The objective function to maximize is:
\[ 8.69x_1^2 + 7.18x_1x_2 + 5.96x_2^2 + 7.86x_3^2 + 7.79x_1 + 5.08x_2 + 8.92x_3 \]

## Step 2: List the constraints
The constraints given are:
- The kidney support index of $x_1$ is 2: $2x_1 \leq 83$ is not directly given, but $x_0 = 2$ implies a direct assignment rather than a constraint for $x_1$.
- The digestive support index of $x_1$ is 5: $5x_1 \leq 146$.
- The kidney support index of $x_2$ is 7: $7x_2 \leq 83$.
- The digestive support index of $x_2$ is 7: $7x_2 \leq 146$.
- The kidney support index of $x_3$ is 2: $2x_3 \leq 83$.
- The digestive support index of $x_3$ is 5: $5x_3 \leq 146$.
- $x_1^2 + x_2^2 \leq 76$.
- $x_1^2 + x_3^2 \leq 52$.
- $x_1 + x_2 + x_3 \leq 70$ (considering kidney support, but it seems there might be confusion in direct translation).
- $x_2^2 + x_3^2 \leq 85$.
- $x_1^2 + x_3^2 \leq 87$.
- $x_1^2 + x_2^2 + x_3^2 \leq 109$.
- $x_1 + x_2 + x_3 \leq 109$.

However, upon closer inspection, we see that some constraints directly assign values or are not properly translated. The actual constraints from the resources/attributes should be directly translated into mathematical expressions.

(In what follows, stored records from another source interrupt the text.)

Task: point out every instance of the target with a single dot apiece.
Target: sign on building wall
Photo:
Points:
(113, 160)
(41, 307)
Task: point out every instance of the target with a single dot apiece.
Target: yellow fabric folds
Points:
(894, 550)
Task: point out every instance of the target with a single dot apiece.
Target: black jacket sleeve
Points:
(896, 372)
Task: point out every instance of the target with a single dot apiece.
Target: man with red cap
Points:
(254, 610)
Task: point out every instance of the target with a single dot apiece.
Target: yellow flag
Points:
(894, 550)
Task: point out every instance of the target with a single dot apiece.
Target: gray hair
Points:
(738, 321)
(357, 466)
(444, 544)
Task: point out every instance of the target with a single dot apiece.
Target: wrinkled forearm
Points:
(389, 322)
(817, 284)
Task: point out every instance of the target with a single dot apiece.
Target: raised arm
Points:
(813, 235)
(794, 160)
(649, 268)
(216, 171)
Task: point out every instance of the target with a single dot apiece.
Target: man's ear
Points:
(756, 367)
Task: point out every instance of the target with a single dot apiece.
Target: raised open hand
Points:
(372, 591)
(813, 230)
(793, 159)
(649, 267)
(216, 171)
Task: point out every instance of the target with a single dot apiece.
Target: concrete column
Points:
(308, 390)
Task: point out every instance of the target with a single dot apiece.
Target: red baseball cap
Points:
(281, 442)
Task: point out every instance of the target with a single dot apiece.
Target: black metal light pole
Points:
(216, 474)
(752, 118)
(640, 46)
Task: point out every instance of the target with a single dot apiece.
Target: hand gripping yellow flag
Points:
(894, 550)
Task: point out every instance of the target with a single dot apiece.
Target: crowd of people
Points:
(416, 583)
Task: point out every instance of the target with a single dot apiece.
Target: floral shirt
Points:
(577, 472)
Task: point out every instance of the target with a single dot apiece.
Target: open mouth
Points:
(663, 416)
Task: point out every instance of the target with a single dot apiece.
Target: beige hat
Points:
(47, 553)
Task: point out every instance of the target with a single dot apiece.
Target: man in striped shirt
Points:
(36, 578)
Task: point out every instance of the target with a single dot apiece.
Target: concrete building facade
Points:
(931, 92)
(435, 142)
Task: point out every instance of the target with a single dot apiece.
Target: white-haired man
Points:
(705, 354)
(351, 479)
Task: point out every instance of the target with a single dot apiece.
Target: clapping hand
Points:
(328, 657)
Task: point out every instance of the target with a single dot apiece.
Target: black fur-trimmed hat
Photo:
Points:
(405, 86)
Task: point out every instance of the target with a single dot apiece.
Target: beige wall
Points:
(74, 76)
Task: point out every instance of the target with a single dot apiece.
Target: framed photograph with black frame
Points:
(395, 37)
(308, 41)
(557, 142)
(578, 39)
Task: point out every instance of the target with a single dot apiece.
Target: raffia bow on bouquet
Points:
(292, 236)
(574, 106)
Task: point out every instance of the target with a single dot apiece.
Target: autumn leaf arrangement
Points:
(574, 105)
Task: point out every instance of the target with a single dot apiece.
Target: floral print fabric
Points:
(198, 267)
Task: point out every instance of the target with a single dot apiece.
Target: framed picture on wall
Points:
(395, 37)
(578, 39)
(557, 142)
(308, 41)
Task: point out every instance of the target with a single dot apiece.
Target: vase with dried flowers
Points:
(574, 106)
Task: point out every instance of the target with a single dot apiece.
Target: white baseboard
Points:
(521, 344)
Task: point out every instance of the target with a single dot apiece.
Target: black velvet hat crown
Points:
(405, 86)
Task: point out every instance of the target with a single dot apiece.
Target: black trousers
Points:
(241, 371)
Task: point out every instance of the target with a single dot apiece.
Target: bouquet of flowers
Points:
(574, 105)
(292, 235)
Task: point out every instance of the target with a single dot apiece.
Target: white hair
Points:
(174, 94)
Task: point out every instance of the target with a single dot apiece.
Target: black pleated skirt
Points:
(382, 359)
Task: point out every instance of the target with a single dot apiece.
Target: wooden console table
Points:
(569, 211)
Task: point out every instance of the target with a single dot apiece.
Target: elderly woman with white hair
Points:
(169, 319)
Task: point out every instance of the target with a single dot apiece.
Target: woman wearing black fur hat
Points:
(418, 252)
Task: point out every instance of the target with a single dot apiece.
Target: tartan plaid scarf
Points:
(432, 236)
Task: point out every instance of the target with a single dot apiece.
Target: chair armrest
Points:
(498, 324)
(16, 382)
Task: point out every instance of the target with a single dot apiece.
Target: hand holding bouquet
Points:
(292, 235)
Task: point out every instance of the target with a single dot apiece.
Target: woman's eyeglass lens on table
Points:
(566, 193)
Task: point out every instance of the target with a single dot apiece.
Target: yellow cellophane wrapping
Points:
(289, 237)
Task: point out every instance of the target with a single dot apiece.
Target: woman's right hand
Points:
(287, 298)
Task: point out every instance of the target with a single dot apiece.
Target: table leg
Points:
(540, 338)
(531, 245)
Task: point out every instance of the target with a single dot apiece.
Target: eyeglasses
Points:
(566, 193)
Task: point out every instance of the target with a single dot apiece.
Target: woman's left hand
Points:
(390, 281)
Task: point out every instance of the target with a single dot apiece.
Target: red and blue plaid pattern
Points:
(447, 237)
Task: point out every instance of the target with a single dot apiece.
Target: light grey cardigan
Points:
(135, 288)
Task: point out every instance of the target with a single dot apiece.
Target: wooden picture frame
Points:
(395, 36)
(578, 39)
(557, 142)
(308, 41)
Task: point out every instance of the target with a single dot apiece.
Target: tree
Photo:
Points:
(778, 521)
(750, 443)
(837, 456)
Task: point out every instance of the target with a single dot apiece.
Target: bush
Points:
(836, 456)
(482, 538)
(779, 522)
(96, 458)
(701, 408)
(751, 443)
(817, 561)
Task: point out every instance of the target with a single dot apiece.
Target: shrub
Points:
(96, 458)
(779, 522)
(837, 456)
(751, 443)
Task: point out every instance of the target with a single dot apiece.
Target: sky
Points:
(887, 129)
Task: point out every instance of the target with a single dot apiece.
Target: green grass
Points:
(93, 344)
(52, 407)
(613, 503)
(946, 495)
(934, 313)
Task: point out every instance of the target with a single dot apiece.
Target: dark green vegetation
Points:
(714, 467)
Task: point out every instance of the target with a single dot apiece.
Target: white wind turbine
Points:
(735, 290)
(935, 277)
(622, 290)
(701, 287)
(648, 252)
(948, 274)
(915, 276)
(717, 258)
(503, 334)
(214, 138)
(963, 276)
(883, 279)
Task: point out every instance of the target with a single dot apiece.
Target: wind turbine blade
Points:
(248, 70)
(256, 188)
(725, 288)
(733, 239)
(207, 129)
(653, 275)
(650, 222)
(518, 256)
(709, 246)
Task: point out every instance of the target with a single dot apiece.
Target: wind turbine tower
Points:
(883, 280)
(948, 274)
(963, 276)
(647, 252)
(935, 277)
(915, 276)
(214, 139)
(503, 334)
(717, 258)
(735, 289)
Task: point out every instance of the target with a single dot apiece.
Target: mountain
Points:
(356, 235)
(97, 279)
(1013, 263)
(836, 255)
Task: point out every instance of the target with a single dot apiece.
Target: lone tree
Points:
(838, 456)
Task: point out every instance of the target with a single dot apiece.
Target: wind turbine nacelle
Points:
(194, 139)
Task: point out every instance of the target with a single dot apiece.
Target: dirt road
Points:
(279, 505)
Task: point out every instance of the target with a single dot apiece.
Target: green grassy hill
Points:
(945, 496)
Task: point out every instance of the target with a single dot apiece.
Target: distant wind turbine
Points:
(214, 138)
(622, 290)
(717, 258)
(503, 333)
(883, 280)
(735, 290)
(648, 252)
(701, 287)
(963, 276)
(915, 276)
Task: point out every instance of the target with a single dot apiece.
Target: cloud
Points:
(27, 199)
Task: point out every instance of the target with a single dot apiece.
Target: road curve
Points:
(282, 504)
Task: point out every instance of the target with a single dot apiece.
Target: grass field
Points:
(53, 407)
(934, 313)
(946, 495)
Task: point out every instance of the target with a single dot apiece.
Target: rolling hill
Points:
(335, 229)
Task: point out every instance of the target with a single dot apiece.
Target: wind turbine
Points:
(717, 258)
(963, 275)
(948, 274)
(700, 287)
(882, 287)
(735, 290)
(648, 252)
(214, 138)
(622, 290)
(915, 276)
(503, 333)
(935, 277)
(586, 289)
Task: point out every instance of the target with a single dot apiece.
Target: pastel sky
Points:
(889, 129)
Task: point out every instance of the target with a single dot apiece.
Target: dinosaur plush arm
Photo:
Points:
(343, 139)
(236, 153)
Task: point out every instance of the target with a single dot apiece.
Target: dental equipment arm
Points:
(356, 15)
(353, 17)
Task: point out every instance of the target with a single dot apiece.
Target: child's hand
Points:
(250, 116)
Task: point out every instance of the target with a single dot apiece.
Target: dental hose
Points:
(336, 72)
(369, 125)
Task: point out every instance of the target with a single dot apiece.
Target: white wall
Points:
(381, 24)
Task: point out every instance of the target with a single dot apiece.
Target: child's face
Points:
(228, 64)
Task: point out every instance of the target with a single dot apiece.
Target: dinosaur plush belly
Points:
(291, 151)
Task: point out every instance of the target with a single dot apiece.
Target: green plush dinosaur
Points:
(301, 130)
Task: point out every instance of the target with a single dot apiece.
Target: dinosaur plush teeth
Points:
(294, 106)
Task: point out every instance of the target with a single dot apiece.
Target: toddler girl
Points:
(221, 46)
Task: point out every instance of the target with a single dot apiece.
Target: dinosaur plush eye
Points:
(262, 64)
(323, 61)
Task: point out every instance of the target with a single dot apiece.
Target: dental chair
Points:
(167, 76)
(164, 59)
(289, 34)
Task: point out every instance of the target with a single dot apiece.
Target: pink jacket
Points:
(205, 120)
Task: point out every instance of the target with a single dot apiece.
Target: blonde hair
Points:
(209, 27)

## 3: Correctly translate given constraints and objective
Given resources/attributes:
- $r_0$: kidney support index with $x_0 = 2$, $x_1 = 7$, $x_2 = 2$ for $x_1, x_2, x_3$ respectively.
- $r_1$: digestive support index with $x_0 = 5$, $x_1 = 7$, $x_2 = 5$.

This implies:
- Kidney support: $2x_1 + 7x_2 + 2x_3 \leq 83$.
- Digestive support: $5x_1 + 7x_2 + 5x_3 \leq 146$.

And the other constraints as previously listed.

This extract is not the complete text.